Malachi 3:14, "You have said, 'It is useless to serve God; What profit is it that we have kept His ordinance, and that we have walked as mourners before the Lord of hosts? As I read this passage I asked myself, How has God been profited by His dying for me?

As Jesus moves through the land and observes the people, He takes notice of 'kenosis' as He sees it appearing in society. One of these instances is recorded in the Gospels, in relation to giving. Luke 21:2-3, "...and He saw also a certain poor widow putting in two mites. So He said, "Truly I say to you that this poor widow has put in more than all;..." It should be noted that Jesus is sitting observing the people bringing tithes and offerings to the Temple. He does not condemn the giving, He makes a point of the attitude shown in regard to the contributions. The many who are coming are not giving sacrificially, they are only giving what is a minimum requirement, failing in their estimation of God's (Jesus') watching of them, these are giving from an abundance, probably not indicative of their actual net worth or what is legally required had their income been made public.

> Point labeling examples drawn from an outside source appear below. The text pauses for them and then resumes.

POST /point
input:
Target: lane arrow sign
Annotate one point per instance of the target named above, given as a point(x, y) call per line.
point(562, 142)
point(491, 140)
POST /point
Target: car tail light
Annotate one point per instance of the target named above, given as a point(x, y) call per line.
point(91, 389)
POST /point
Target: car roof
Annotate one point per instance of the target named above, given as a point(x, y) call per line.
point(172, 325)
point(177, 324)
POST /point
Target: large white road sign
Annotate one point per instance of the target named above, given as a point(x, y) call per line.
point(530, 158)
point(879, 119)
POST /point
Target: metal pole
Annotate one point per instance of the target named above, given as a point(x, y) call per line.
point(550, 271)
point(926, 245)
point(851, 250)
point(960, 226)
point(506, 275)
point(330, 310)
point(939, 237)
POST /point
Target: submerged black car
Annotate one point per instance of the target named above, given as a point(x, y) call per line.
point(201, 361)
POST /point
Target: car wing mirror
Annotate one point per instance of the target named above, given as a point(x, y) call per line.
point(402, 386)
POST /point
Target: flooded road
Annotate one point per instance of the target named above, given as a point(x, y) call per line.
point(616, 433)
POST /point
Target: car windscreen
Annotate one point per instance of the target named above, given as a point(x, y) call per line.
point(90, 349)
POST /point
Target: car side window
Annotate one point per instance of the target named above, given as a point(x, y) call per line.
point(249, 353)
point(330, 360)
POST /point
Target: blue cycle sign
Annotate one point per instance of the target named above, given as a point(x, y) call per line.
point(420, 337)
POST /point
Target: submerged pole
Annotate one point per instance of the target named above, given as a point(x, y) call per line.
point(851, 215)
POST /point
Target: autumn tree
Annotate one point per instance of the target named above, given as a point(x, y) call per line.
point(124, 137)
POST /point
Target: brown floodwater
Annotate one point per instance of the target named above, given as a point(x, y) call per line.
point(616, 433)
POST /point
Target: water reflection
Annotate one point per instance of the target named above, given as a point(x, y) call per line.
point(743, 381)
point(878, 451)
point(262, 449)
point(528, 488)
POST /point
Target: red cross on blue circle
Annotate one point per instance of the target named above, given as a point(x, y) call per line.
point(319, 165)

Jesus continues to introduce the disciples to the intent of the calling to a life of sacrifice and faith. By His observing, He also points out the ridiculous attitude which declares that I can hide from God my attitude or actions. This becomes even more evident with regard to Ananias and Sapphira who thought that the unrevealed or hidden would never come to light. This is hypocrisy in giving, they had expectation of relationship with God without acknowledging His sovereignty

The widow with the two mites, is an exemplary model of faith and kenosis. The money she gave was all she had, there was no recourse for her, she had given the very substance of her ability to live, she would not eat until that money had been replaced. In this we see faith, she believed in a God who would provide (Jehovah-Jireh); the God who sees (El-Roi), and she committed all that she had to His care. She gave in faith, she gave in love, she gave with a view to the glory of God, she gave without misgivings as to the end-use, she gave in accordance with what she had, she gave willingly, she gave with trust.

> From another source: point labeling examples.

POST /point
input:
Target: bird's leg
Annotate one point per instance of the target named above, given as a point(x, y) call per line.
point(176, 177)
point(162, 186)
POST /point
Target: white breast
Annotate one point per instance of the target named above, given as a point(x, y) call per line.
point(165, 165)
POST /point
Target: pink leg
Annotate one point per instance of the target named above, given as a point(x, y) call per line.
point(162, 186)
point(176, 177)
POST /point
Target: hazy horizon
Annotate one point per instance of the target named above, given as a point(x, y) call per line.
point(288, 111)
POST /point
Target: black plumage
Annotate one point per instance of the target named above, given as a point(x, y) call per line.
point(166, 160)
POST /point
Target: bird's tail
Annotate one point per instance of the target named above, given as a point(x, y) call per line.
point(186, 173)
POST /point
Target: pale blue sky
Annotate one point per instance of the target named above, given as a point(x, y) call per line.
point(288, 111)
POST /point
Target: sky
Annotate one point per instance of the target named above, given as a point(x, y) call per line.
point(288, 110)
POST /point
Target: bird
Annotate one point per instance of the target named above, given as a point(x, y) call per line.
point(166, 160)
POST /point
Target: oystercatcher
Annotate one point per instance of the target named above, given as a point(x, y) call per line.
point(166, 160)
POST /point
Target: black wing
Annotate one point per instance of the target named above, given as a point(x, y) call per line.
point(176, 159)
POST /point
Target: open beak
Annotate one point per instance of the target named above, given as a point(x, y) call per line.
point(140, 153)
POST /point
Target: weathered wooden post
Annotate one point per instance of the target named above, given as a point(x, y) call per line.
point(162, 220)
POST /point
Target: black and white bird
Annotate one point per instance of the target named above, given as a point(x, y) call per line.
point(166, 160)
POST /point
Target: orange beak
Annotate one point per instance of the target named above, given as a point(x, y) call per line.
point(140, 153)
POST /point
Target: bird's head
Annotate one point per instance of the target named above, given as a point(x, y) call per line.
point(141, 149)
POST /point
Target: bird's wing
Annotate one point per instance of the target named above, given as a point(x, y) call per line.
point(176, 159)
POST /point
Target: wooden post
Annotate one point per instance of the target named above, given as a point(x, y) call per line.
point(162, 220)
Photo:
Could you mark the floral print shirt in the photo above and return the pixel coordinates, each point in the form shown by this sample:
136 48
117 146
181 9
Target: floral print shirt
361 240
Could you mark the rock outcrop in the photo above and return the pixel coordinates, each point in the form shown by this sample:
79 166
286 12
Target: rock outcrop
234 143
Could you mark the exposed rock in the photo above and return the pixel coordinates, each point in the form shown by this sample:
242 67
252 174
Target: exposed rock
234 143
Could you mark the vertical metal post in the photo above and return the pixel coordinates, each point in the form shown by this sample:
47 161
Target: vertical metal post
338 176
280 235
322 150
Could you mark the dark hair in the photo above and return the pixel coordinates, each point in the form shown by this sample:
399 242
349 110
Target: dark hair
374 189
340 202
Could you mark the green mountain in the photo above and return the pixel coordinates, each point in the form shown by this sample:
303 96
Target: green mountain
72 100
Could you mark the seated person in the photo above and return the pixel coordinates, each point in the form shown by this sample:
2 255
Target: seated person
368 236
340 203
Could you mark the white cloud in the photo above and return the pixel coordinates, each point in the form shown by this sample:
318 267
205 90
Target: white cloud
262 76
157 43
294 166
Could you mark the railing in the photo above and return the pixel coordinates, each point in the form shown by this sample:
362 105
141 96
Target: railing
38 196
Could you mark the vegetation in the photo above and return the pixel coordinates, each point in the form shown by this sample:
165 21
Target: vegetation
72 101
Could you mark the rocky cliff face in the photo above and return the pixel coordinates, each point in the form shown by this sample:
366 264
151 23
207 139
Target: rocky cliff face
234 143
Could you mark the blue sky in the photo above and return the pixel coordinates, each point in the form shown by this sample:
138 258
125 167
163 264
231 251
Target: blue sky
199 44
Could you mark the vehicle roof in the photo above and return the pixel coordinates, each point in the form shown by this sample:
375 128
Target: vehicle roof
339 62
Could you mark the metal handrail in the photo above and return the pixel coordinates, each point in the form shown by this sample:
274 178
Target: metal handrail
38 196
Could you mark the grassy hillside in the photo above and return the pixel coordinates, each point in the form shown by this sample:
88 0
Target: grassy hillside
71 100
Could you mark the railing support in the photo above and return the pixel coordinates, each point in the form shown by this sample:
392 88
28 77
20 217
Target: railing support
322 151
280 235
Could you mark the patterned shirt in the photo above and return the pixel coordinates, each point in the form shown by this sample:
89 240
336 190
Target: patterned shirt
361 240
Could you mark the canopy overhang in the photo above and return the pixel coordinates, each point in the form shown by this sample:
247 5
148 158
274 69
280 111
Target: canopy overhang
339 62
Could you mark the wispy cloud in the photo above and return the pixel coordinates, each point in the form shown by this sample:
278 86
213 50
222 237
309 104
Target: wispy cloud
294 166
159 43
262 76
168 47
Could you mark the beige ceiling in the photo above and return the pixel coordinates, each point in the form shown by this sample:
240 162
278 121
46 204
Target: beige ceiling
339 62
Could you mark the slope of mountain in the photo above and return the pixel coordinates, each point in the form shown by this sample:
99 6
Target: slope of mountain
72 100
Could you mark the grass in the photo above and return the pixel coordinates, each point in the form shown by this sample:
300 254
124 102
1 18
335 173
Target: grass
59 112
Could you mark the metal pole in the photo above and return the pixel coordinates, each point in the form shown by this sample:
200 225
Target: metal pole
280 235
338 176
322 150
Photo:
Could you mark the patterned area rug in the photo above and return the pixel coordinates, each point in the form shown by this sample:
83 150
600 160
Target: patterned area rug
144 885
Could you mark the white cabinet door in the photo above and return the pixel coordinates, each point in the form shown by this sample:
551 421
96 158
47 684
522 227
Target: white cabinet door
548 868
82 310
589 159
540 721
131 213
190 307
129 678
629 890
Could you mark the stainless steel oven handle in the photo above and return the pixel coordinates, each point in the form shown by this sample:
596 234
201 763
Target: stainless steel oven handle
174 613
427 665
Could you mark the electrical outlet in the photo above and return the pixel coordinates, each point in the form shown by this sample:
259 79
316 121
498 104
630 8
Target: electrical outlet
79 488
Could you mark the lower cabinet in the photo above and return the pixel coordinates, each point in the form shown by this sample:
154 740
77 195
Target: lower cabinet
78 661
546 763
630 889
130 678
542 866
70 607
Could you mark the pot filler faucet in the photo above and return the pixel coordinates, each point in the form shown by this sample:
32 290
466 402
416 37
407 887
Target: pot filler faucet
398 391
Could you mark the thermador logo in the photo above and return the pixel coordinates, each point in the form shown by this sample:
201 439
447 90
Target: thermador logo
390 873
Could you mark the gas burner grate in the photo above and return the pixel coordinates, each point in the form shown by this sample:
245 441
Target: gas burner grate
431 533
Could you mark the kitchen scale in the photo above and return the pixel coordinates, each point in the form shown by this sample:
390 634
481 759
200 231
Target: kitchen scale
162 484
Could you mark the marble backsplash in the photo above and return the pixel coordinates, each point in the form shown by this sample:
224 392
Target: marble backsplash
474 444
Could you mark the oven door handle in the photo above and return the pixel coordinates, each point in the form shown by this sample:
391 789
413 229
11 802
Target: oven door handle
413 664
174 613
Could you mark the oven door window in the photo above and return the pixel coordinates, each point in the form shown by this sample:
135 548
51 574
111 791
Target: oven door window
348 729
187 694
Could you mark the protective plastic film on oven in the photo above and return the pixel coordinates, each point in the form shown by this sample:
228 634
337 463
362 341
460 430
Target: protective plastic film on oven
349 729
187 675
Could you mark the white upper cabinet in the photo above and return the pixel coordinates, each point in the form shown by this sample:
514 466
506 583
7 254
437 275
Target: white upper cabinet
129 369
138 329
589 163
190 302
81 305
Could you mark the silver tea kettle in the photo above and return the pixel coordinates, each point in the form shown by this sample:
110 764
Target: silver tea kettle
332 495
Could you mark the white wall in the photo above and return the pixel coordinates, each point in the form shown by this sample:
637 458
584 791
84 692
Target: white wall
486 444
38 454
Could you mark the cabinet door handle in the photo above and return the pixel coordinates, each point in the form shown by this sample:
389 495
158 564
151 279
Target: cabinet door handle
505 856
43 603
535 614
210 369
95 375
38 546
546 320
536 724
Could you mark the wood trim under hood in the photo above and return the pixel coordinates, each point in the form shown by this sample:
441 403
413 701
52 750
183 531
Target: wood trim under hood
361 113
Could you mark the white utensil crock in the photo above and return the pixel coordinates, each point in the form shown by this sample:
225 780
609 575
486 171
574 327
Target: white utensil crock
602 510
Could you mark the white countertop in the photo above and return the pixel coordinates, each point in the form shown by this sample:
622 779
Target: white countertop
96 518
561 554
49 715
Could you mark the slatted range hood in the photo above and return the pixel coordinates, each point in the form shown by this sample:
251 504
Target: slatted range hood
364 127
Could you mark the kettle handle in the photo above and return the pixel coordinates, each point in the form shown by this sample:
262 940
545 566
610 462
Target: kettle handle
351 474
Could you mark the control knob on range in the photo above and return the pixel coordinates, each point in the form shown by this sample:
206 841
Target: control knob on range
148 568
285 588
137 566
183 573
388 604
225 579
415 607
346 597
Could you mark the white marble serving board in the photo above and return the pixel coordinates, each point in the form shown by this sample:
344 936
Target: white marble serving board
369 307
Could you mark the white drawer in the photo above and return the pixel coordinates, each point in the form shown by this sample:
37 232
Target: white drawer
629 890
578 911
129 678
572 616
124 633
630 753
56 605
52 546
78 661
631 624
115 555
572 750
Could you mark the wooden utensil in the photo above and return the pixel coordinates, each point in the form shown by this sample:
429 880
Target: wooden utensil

As with all cultural influences, the esteemed values of man can be propagated within, as well as the detrimental or disrespectful behaviours and attitudes. It is the very nature of culture to imitate; to build upon; and to learn from social models. As we see in Acts 4:36-37 a man "Joses, who was also named Barnabas by the apostles (which is translated Son of Encouragement), a Levite of the country of Cyprus, having land, sold it, and brought the money and laid it at the apostles' feet." He was not the only one, many had done this in recognition of the need of the poor in Jerusalem.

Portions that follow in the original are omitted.